2006 APS March Meeting
Monday–Friday, March 13–17, 2006;
Baltimore, MD
Session B8: Focus Session: Granular Materials Near Jamming
11:15 AM–2:15 PM,
Monday, March 13, 2006
Baltimore Convention Center
Room: 314
Sponsoring
Units:
GSNP DFD
Chair: Bob Behringer, Duke University
Abstract ID: BAPS.2006.MAR.B8.1
Abstract: B8.00001 : Elastic Granular Flows
11:15 AM–11:51 AM
Preview Abstract
Abstract
Author:
Charles Campbell
(University of Southern California)
There is no fundamental understanding of the mechanics of granular solids.
Partially this is because granular flows have historically been divided into
two very distinct flow regimes, (1) the slow, quasistatic regime, in which
the bulk friction coefficient is taken to be a material constant, and (2)
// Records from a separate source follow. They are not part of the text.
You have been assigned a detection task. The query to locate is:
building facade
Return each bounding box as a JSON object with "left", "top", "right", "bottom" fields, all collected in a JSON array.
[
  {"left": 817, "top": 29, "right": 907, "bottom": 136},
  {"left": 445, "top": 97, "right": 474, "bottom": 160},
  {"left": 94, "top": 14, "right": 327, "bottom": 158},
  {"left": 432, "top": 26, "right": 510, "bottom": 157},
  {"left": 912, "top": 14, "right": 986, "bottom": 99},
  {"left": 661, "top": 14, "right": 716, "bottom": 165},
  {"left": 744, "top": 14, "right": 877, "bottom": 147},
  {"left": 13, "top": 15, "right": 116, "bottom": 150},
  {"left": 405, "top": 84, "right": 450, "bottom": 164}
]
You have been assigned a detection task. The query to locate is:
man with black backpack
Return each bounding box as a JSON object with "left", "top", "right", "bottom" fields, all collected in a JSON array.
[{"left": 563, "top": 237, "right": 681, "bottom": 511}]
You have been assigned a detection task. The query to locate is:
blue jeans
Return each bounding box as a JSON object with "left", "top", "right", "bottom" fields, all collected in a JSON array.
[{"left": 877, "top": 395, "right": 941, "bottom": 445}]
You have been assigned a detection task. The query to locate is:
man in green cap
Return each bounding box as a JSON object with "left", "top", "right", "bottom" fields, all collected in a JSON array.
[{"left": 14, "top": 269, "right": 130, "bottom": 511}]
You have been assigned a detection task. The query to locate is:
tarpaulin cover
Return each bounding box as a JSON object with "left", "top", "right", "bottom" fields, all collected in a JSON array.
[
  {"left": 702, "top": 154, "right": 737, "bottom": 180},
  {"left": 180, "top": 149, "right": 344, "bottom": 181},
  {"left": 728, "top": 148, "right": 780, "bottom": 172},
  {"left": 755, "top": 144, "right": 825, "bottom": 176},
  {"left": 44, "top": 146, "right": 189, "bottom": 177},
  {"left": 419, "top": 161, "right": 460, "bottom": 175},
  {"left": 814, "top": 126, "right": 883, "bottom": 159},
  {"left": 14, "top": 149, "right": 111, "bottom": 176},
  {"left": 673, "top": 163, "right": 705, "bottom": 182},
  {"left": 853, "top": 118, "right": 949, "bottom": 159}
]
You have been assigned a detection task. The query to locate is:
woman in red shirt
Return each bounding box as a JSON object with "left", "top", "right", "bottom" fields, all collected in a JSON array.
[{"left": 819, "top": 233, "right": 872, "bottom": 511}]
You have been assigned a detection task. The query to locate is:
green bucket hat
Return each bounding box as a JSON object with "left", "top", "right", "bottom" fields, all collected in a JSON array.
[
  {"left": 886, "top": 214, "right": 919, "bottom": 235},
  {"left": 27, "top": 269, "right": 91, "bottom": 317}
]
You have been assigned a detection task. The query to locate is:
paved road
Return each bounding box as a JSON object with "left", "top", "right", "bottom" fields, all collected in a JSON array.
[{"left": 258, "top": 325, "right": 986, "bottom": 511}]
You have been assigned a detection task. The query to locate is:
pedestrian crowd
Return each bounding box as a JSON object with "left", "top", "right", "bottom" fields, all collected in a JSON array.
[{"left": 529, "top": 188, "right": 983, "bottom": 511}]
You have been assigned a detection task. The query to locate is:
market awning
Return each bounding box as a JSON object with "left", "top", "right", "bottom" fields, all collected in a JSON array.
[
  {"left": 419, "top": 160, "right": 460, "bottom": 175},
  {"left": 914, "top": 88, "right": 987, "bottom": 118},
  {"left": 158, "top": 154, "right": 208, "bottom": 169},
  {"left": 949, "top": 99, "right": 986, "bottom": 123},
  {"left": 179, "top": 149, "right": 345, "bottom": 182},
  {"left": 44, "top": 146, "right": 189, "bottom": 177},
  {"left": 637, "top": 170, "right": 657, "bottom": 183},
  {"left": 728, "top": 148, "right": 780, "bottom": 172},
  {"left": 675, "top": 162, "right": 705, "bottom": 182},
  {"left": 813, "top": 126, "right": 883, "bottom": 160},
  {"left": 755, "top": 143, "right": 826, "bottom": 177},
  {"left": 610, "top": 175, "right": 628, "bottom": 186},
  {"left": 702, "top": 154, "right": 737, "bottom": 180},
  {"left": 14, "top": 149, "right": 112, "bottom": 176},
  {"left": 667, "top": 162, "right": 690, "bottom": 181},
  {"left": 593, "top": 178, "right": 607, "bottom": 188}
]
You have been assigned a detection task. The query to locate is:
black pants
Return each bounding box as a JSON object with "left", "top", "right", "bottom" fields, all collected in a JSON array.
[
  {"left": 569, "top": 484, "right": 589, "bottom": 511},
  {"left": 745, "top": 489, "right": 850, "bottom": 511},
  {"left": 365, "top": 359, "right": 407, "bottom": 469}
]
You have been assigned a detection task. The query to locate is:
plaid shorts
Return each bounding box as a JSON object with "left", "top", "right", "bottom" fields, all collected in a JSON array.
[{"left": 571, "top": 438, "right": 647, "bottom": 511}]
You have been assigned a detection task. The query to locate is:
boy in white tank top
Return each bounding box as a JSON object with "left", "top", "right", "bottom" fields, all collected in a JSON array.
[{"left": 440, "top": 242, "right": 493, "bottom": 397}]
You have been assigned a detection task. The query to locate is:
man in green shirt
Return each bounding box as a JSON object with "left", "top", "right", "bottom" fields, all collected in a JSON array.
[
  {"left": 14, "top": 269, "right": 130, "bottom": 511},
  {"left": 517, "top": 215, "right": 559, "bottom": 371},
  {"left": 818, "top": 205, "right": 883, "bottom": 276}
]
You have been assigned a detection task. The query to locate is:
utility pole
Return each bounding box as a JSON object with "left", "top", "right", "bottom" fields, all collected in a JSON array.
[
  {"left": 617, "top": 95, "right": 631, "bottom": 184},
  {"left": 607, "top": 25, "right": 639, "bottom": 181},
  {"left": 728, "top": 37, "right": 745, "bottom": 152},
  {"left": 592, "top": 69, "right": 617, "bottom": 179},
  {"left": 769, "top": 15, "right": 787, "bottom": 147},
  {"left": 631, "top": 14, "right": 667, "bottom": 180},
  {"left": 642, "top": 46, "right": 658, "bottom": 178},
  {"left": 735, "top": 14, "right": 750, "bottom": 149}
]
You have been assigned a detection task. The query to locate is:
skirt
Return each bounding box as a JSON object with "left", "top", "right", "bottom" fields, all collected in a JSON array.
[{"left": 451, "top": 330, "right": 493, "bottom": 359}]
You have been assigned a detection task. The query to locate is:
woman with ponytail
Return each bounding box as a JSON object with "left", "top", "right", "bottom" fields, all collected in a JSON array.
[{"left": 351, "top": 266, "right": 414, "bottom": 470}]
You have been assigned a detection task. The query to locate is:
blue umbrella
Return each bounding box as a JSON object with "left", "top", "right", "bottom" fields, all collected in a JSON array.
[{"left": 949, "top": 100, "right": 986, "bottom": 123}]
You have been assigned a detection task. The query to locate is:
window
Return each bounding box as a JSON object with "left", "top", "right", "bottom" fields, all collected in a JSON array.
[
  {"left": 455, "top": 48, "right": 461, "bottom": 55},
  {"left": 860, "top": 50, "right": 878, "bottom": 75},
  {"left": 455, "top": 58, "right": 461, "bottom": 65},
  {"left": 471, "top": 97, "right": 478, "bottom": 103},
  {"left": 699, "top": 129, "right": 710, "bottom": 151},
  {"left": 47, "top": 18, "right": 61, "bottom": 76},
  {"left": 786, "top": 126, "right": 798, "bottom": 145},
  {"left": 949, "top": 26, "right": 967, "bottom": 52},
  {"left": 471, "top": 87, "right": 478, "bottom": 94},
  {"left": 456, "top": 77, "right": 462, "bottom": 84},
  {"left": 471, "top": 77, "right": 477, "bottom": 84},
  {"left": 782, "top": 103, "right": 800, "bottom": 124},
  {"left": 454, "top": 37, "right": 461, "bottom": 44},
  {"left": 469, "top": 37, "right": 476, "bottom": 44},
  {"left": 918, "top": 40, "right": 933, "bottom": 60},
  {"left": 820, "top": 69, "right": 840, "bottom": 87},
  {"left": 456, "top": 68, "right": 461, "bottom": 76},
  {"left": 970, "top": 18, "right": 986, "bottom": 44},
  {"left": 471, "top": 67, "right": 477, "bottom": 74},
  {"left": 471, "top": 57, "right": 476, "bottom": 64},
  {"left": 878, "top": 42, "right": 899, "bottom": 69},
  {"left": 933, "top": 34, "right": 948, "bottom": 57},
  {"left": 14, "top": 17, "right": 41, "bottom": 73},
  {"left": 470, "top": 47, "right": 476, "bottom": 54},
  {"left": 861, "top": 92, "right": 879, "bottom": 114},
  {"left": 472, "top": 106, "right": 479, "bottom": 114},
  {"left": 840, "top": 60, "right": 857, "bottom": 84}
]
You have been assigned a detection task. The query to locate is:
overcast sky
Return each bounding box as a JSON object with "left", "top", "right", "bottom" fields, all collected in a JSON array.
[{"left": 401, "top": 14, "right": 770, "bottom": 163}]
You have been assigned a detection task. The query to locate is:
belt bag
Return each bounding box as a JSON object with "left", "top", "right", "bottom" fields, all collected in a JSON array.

the fast, rapid-flow regime, where the particles interact collisionally. But
slow hopper flow simulations indicate that the bulk friction coefficient is
not a constant. Rapidly moving large scale landslide simulations never
entered the collisional regime and operate in a separate intermediate flow
regime. In other words, most realistic granular flows are not described by
either the quasistatic or rapid flow models and it is high time that the
field look beyond those early models.
This talk will discuss computer simulation studies that draw out the entire
flowmap of shearing granular materials, spanning the quasistatic, rapid and
the intermediate regimes. The key was to include the elastic properties of
the solid material in the set of rheological parameters; in effect, this
puts solid properties back into the rheology of granular solids. The solid
properties were previously unnecessary in the plasticity and kinetic theory
formalisms that respectively form the foundations of the quasistatic and
rapid-flow theories. Granular flows can now be divided into two broad
categories, the Elastic Regimes, in which the particles are locked in force
chains and interact elastically over long duration contact with their
neighbors and the Inertial regimes, where the particles have broken free of
the force chains. The Elastic regimes can be further subdivided into the
Elastic-Quasistatic regime (the old quasistatic regime) and the
Elastic-Inertial regime. The Elastic-Inertial regime is the ``new'' regime
observed in the landslide simulations, in which the inertially induced
stresses are significant compared to the elastically induced stresses. The
Inertial regime can also be sub-divided into an Inertial-Non-Collisional
where the stresses scale inertially, but the particles interact in clusters
through long duration contacts, and the Inertial-Collisional (or the old
rapid-flow) regime.
Finally, the simulations show that Stress-Controlled flows are rheologically
different from Controlled-Volume flows. Physically, there is a range of
dense concentrations (0.5$<\nu <$0.6) in which it is possible, but not
necessary to form force chains and demonstrate elastic behavior. (In other
words it is possible for the material to exhibit two different states at the
same concentration.) By forcing the material to support an applied loads
across force chains, Stress-Controlled flows may behave elastically through
this range of concentrations while, at the same shear rates rate
Controlled-Volume flows, fixed at the average concentration of the
Stress-Controlled flow, behave inertially.